Planet is Being Disintegrated by Its Star

Posted on October 21, 2015

A planet is being disintegrated by its star, a white dwarf. The data evidence for the star in a death spiral around its star was first provided by the Kepler K2 mission. The white dwarf is located about 570 light-years from Earth in the constellation Virgo.

Kelper data revealed a regular dip every 4.5 hours. This places the object in an orbit about 520,000 miles from the white dwar. It is the first planetary object to be seen transiting a white dwarf. Additional data from other ground-based telecopes - MINERVA telescopes at Whipple Observatory, the MMT, MEarth-South, and Keck - showed additional chunks of material in orbit around the star. The transit signal also showed a comet-like pattern. The astronomers from the Harvard-Smithsonian Center for Astrophysics (CfA) says data indicates a the presence of an extended cloud of dust surrounding the fragment.

Andrew Vanderburg of the CfA says in a statement, "This is something no human has seen before. We're watching a solar system get destroyed."

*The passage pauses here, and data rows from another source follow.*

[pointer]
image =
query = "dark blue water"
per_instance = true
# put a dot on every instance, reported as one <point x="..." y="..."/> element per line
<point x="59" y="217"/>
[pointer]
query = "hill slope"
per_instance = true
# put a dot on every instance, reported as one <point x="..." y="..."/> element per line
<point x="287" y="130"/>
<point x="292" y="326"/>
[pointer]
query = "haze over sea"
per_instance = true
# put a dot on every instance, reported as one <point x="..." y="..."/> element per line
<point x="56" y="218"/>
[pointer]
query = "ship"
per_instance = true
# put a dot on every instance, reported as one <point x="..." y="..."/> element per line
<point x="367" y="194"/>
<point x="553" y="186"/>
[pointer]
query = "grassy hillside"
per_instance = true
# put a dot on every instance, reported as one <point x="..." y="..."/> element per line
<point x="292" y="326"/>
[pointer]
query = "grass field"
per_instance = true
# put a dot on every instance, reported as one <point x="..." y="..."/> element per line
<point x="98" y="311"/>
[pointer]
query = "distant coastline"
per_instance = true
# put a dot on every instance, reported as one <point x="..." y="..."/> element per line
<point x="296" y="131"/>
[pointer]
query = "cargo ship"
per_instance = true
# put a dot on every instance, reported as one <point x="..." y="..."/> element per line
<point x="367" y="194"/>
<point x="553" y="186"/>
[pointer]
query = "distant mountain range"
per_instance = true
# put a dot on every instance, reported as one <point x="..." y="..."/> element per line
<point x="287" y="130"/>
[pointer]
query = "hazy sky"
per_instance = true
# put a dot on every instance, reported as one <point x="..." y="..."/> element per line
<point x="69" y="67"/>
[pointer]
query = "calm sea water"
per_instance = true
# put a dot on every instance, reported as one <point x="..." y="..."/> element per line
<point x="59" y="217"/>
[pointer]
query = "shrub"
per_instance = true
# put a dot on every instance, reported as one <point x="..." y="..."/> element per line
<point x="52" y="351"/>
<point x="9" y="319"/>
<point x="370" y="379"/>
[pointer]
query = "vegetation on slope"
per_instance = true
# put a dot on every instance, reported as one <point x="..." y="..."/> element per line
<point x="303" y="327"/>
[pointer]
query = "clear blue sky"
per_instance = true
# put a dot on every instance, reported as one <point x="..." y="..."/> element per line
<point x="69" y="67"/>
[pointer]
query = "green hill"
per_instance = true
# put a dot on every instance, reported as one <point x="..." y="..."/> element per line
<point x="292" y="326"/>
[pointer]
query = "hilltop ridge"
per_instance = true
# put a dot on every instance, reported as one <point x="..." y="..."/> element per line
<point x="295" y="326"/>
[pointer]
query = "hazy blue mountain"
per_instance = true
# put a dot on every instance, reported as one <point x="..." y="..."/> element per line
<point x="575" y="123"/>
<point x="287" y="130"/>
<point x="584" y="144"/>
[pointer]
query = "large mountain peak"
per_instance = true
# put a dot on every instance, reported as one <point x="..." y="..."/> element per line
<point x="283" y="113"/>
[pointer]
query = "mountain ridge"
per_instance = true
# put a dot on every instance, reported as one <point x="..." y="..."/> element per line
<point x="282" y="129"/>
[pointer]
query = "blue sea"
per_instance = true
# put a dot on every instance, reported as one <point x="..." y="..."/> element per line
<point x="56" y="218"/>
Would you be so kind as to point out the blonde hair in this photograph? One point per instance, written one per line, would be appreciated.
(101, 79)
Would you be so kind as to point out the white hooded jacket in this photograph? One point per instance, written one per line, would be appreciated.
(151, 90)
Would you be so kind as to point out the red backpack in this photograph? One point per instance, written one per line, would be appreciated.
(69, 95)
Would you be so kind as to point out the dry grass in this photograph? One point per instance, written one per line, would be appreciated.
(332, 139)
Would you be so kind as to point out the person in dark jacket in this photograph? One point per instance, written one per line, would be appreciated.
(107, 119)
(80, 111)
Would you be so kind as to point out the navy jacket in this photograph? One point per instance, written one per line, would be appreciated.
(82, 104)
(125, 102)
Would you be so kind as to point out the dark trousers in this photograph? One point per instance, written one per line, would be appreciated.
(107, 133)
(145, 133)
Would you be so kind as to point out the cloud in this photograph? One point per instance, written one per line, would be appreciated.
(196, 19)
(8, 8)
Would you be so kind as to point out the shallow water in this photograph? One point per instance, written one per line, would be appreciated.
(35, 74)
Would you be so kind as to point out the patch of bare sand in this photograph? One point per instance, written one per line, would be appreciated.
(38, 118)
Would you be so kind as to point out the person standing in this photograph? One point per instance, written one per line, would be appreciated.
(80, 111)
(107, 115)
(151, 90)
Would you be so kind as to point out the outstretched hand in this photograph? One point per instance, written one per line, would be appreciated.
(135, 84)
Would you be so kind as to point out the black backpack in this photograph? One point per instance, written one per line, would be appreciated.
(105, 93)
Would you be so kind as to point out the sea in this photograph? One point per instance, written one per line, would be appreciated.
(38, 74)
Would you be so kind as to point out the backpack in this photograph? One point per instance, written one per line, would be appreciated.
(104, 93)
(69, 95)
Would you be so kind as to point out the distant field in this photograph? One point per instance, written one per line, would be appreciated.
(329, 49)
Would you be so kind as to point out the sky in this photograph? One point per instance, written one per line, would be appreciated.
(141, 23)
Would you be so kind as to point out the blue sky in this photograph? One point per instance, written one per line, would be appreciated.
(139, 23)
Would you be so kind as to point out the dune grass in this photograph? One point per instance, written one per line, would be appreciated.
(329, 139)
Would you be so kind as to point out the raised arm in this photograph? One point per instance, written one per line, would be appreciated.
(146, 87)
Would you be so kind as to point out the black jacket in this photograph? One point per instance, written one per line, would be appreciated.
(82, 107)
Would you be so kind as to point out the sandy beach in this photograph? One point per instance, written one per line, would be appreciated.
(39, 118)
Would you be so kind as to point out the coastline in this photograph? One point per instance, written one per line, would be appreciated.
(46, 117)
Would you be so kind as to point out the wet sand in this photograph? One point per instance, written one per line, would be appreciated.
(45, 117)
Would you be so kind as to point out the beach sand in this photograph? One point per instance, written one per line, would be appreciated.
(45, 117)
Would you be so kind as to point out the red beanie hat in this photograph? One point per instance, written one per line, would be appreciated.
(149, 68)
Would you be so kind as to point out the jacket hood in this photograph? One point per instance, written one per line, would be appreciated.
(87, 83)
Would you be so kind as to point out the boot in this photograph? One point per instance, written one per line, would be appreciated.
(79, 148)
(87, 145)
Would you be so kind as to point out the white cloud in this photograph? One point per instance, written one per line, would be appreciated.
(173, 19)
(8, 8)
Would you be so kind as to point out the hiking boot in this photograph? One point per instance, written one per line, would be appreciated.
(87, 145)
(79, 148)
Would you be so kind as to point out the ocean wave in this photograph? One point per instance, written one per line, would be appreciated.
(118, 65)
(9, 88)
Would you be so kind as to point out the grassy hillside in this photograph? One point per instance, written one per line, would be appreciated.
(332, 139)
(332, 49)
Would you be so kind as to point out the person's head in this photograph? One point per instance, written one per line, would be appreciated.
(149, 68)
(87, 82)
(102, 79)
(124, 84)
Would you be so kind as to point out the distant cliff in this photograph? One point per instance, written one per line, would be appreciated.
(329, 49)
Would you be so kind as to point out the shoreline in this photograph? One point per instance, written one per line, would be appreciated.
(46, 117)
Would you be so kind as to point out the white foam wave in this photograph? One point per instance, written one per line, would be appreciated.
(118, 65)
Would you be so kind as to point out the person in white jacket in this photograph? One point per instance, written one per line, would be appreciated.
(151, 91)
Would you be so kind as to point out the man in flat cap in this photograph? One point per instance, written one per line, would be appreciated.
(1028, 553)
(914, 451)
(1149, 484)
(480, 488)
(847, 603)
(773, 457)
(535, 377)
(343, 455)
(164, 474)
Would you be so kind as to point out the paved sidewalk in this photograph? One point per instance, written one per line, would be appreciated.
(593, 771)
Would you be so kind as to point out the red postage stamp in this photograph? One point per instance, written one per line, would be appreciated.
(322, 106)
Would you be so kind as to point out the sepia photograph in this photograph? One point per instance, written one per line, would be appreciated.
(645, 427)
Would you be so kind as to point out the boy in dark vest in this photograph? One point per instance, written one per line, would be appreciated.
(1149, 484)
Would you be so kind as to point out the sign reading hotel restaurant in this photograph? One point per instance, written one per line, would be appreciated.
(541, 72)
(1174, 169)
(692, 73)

The astronomers say the remaining objects surrounding the white dwarf will not last forever. They are being vaporized by the intense heat of the white dwarf. They also are orbiting very close to the tidal radius. This is the distance at which gravitational tides from the white dwarf can rip apart a rocky body.

A research paper on the white star eating its solar system was published in the journal, Nature.